Hans Lehmann: straightforward man of action and passionate inventor
Born on 1 April 1918, Hans Lehmann was the third child of Christian Lehmann and Verena Lehmann-Wüthrich. His father died early on, leaving his mother alone to raise Hans and his three brothers in the village of Trub. With money being scarce, only the eldest brother was able to do an apprenticeship, which at that time you had to pay for. Hans was very skilled and thought of becoming a mechanic, but he did not have the financial means to make an apprenticeship a reality. For this reason, he was quite happy to be called for active duty during the Second World War. Hans enjoyed the regimented life in the military: for once, he did not have to worry about what tomorrow would bring. By 1944, the Second World War was almost over, bringing his active duty to an end. The 26-year-old Hans began crafting plans for the future. He opened a workshop in the basement of the carpenter’s house in Trub, where he worked together with his younger brother Ernst. The two men were very different: Hans was the passionate entrepreneur always striving ahead, while Ernst was a reserved man with a more conservative approach. However, the two were able to work together, giving rise to Gebrüder Hans & Ernst Lehmann – our company name until 1980.
The dream of flying
Hans was not only an innovator but also a passionate aviator. He was a member of the glider pilots’ group in Burgdorf. His interest in flying prompted him to build a hang glider, which he flew with in his scarce free time. However, he ended up selling the aerial vehicle to Burgdorf. Hans reconfigured a bike trailer in order to transport the 19-kilogram hang glider safely to its new home.

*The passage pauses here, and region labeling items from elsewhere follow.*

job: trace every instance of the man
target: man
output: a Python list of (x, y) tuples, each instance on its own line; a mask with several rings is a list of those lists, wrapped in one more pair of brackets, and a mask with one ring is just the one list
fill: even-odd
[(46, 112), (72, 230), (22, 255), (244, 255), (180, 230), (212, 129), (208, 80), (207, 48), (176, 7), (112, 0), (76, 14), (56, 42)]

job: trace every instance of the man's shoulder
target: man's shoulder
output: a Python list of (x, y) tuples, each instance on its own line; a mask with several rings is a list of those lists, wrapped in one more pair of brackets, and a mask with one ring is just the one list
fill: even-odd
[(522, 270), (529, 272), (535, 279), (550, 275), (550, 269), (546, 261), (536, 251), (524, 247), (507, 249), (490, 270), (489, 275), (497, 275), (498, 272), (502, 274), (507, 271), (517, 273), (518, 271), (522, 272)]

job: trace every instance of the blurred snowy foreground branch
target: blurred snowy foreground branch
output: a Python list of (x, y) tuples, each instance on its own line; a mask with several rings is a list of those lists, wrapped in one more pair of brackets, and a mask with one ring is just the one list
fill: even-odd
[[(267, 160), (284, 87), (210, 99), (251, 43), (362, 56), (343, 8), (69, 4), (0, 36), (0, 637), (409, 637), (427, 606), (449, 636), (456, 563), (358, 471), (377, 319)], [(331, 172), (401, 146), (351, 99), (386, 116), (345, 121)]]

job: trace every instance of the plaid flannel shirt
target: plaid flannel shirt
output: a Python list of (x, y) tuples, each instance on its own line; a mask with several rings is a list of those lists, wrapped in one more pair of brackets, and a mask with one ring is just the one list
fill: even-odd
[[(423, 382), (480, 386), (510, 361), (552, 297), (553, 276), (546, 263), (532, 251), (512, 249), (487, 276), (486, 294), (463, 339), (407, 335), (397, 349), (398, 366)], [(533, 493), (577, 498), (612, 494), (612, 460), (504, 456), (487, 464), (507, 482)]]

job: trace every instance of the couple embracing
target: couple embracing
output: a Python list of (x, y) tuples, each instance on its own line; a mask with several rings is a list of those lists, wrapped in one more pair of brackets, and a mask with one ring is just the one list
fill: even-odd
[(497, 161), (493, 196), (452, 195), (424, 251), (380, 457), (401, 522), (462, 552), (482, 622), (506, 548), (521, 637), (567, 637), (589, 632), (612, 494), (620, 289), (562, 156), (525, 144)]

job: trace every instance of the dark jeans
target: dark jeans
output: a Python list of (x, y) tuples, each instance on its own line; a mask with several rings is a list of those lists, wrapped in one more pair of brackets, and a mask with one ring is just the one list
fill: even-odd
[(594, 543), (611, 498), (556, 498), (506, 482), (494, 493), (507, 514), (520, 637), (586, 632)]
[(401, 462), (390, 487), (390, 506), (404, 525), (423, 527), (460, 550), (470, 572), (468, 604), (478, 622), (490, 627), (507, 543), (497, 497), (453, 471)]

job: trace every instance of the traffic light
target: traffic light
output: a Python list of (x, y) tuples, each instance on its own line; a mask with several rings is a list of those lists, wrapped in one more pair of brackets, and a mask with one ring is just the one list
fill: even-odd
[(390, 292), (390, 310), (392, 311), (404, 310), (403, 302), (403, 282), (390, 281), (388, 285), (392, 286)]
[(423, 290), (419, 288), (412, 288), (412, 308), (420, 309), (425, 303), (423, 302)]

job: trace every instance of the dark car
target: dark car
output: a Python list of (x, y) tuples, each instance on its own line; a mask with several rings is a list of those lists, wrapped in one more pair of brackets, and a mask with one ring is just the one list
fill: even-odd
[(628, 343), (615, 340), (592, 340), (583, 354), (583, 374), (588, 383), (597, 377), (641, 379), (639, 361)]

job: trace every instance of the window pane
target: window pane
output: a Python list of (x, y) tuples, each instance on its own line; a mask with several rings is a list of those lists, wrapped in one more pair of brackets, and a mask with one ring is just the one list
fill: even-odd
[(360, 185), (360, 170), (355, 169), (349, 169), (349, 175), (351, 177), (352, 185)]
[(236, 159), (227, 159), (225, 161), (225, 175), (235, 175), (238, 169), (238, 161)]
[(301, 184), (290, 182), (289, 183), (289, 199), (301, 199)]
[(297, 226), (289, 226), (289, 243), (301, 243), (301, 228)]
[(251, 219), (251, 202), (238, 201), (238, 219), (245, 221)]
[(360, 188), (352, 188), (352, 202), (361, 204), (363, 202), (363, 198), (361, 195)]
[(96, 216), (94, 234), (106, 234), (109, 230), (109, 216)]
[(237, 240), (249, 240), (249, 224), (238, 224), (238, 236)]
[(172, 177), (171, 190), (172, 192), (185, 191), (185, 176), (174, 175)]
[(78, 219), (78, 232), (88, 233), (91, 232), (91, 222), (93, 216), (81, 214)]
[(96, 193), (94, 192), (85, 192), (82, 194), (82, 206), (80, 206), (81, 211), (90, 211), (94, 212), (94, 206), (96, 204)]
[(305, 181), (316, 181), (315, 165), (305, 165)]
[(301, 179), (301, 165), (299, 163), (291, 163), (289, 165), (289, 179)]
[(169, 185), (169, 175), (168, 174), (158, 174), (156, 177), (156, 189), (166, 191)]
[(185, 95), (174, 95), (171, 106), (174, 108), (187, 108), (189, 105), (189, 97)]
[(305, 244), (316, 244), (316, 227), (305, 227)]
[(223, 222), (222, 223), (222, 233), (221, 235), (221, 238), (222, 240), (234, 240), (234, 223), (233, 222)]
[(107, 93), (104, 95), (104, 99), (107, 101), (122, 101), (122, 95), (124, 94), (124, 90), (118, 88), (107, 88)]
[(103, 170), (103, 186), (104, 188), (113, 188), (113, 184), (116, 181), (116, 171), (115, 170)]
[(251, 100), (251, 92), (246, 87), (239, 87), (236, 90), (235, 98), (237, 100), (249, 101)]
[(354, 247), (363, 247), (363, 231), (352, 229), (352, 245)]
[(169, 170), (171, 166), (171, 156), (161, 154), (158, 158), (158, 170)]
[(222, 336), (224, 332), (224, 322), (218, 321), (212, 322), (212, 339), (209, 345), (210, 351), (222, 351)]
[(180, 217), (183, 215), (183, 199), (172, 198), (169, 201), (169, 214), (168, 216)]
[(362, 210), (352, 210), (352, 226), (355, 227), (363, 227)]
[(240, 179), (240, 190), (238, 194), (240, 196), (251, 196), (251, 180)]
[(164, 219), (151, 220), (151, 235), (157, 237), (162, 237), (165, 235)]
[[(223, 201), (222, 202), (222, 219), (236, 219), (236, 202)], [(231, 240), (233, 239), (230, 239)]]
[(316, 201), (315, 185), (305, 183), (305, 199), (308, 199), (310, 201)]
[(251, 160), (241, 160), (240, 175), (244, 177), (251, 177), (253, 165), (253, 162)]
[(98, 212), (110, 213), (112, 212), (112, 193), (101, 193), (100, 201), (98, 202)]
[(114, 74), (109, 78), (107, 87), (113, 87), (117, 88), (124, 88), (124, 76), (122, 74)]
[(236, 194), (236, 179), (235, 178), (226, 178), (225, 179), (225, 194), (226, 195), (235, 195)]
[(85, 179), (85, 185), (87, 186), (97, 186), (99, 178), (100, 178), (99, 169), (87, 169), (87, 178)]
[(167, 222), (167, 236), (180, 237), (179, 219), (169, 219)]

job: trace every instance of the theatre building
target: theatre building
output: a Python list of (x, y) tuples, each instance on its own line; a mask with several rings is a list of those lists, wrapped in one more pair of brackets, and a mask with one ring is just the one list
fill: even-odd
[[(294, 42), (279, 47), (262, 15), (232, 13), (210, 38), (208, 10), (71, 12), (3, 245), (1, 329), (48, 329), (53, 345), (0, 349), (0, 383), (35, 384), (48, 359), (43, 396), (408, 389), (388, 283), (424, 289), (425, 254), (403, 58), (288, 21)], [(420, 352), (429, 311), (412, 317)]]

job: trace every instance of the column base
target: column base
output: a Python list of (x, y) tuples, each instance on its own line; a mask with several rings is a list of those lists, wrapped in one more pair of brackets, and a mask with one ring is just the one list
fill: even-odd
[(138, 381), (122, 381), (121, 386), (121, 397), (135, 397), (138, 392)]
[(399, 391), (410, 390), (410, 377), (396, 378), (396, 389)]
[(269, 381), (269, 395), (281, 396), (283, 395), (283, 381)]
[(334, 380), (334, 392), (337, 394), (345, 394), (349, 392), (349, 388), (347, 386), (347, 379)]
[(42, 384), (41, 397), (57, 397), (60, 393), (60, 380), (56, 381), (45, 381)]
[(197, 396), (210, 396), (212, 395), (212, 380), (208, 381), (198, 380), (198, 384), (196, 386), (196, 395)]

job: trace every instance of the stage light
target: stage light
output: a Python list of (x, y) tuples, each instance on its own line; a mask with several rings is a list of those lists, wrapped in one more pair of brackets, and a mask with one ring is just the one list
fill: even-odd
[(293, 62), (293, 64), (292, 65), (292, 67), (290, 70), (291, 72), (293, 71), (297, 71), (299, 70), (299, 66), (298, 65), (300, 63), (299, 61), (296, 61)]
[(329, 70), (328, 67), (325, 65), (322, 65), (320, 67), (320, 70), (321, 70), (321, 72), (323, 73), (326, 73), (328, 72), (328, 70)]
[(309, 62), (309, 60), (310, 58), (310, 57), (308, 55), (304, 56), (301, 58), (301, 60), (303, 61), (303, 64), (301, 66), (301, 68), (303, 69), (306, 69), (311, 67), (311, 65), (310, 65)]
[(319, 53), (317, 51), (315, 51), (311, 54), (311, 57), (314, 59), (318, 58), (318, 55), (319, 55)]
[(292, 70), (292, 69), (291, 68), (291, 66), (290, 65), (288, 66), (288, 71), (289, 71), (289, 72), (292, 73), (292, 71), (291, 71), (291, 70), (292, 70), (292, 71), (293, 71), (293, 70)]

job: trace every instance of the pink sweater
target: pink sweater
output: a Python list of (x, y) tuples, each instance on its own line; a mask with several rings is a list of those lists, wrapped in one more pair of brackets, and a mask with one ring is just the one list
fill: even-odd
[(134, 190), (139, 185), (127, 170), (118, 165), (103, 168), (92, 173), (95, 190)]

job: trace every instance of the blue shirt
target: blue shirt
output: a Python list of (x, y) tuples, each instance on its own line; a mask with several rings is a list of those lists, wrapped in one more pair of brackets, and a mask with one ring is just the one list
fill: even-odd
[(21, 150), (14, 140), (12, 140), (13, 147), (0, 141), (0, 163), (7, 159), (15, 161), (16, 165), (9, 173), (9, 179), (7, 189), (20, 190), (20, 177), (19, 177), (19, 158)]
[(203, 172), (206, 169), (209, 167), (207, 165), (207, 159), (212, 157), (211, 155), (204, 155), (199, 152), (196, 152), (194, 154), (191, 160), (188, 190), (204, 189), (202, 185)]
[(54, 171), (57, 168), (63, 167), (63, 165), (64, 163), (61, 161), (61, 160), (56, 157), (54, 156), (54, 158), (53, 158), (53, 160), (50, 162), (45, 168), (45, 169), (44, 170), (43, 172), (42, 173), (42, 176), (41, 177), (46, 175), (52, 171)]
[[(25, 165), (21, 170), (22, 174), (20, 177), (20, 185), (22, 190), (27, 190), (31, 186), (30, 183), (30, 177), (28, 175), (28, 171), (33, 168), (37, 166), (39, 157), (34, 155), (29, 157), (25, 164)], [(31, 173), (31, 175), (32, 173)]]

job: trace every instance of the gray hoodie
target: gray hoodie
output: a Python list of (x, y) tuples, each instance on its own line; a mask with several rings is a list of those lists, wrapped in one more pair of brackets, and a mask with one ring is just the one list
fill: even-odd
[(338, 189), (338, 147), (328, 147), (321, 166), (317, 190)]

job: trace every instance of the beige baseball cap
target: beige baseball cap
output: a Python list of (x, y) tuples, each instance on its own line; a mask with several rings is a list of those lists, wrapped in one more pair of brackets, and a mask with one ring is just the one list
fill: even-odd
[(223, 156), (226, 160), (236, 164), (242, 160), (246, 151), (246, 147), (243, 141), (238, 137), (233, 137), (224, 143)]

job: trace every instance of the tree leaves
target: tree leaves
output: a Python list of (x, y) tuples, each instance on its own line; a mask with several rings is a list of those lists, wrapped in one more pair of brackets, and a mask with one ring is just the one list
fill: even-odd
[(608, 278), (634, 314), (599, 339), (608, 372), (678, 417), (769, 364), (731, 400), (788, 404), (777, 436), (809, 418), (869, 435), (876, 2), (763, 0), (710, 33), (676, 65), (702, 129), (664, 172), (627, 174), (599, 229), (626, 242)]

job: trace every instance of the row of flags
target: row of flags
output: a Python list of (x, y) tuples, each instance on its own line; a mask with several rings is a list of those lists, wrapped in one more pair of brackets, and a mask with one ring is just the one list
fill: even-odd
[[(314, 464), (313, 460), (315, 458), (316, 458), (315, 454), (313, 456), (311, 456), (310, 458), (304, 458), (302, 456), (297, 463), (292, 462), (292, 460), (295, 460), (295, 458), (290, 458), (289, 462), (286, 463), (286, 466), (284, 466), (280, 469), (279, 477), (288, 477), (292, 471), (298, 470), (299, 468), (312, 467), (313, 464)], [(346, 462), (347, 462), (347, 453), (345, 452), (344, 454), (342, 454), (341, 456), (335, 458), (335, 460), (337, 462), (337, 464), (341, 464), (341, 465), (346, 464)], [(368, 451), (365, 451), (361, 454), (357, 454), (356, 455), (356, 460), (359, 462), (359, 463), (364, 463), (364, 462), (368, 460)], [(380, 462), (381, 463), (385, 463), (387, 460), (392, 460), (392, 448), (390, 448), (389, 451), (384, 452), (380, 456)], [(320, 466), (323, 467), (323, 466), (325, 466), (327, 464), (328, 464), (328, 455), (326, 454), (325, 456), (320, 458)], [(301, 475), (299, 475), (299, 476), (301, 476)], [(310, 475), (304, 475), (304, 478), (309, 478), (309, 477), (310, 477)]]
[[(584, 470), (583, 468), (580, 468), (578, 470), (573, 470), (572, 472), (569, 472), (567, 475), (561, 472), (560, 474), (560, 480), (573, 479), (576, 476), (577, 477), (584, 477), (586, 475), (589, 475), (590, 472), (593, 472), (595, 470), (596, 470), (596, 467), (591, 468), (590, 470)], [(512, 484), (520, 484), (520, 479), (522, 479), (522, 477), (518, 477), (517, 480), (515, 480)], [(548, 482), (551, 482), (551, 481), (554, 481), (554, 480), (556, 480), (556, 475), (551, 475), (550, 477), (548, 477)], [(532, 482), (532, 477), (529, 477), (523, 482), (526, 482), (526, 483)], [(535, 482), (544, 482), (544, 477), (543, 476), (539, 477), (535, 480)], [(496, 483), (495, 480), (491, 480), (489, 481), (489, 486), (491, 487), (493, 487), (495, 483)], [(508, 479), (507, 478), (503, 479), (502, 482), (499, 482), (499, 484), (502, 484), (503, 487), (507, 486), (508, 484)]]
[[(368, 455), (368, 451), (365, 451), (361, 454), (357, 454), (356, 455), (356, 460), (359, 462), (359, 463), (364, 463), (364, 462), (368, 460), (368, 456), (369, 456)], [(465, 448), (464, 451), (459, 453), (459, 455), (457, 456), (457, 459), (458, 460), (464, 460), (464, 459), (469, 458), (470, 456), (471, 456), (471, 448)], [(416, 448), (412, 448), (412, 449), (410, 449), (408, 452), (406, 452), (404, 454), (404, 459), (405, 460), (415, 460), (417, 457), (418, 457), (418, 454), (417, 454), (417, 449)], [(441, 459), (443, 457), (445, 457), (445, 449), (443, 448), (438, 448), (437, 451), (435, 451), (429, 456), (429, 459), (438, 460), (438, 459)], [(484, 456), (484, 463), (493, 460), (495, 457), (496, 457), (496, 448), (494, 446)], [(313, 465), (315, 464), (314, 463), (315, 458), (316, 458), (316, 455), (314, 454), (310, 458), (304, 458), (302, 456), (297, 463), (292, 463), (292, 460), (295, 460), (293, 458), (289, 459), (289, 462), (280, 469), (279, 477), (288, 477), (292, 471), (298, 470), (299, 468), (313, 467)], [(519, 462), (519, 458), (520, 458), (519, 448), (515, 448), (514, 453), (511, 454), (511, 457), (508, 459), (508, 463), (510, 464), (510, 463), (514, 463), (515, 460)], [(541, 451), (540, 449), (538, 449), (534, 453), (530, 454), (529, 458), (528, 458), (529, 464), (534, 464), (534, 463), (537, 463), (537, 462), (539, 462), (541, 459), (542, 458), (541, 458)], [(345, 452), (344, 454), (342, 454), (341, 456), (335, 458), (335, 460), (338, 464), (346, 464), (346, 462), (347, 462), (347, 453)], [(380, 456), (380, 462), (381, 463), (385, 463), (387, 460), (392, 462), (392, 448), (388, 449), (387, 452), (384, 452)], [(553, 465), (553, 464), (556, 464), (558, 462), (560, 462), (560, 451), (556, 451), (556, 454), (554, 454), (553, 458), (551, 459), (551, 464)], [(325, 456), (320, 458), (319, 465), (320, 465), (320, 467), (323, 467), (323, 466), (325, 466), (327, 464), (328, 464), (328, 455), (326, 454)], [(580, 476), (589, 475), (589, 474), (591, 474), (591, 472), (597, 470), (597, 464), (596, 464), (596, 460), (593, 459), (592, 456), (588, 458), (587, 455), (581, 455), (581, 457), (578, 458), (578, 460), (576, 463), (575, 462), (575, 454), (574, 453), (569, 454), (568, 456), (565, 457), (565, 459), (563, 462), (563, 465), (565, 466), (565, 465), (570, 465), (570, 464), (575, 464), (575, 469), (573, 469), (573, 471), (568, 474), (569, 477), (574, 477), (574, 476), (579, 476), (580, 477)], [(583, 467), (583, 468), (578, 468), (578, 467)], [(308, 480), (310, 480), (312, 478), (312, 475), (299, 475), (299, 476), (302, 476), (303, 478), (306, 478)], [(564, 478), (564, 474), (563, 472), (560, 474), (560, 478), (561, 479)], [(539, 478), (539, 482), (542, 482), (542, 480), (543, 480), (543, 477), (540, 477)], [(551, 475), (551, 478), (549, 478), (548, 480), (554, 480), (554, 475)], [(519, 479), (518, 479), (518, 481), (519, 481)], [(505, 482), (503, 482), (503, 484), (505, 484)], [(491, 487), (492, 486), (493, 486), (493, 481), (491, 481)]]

A small mechanic’s workshop with impressive sales
Soon business was booming in the small basement in Trub. Hans became a representative for Bucher-Guyer, selling and repairing agricultural machinery. The bestseller in 1945 was the motorized mower. In this year, Lehmann achieved CHF 8,539.00 in turnover – a sum that sparked jealousy, leading to attempts to ruin his reputation in the Swiss Agricultural Machinery Association. This written request from Bucher-Guyer, dated 27 December 1945, shows the nature of the campaign against him: “We are primarily interested in whether you have completed an apprenticeship as a locksmith, mechanic or blacksmith, or if you have any kind of work experience in a mechanic’s workshop.” A self-taught man, Hans triumphed over his adversaries, as seen in his impressive sales figures from 1946: in this year, he made around CHF 32,000.00 in turnover as a representative of Bucher-Guyer. By this time, he was probably earning more than the carpenter who was renting him his basement workshop.
Marriage and establishment of his own workshop
Hans was not able to repair vehicles in his basement workspace, so in 1948, he built a house with a workshop and living space for himself and his brother Ernst. The ground floor was dedicated to the business, while the two families lived upstairs. The chalet was located where LT still has its headquarters today: at Dorfstrasse 1 in Trub. Two years before, Hans had met his Italian wife. Through the basement window of his workshop, he spotted the 20-year-old Antida Lusiani doing farm work and was ready to take action when the hay rake broke down. He repaired the rake, married Antida and had four children with her: three sons and one daughter.
With increasing success, jealousy once again rears its head
While still active in the agricultural machinery trade, Hans was also building a business relationship with Jakob, a hemp and wire rope factory. At first, he was responsible for solving issues with complex measurements involved in the completely new manufacturing process for wire rope. He became the external inventor for Jakob and also maintained the manufacturing equipment. With his growing success, he wanted to get more involved in the community, so he founded a trade association in Trub – and immediately resigned upon learning from the Jakobs that jealousy had once again reared its ugly head. The Jakobs had been told to be careful in doing business with the Lehmanns as neither of them possessed formal training.
A tireless inventor
Hans was active in forestry from the beginning on. He was the first in the region to sell chainsaws. In 1967, he launched steel pulleys that he had developed and produced himself. He also invented the lightweight and compact Lehmann wire rope hoist, selling 2,000 pieces.
Hans and his brother Ernst had made a good living for themselves with their company. In 1978, at the age of 64, Hans transferred his shares in the company to his son Bruno. Two years later, Ernst gave his shares to his nephew.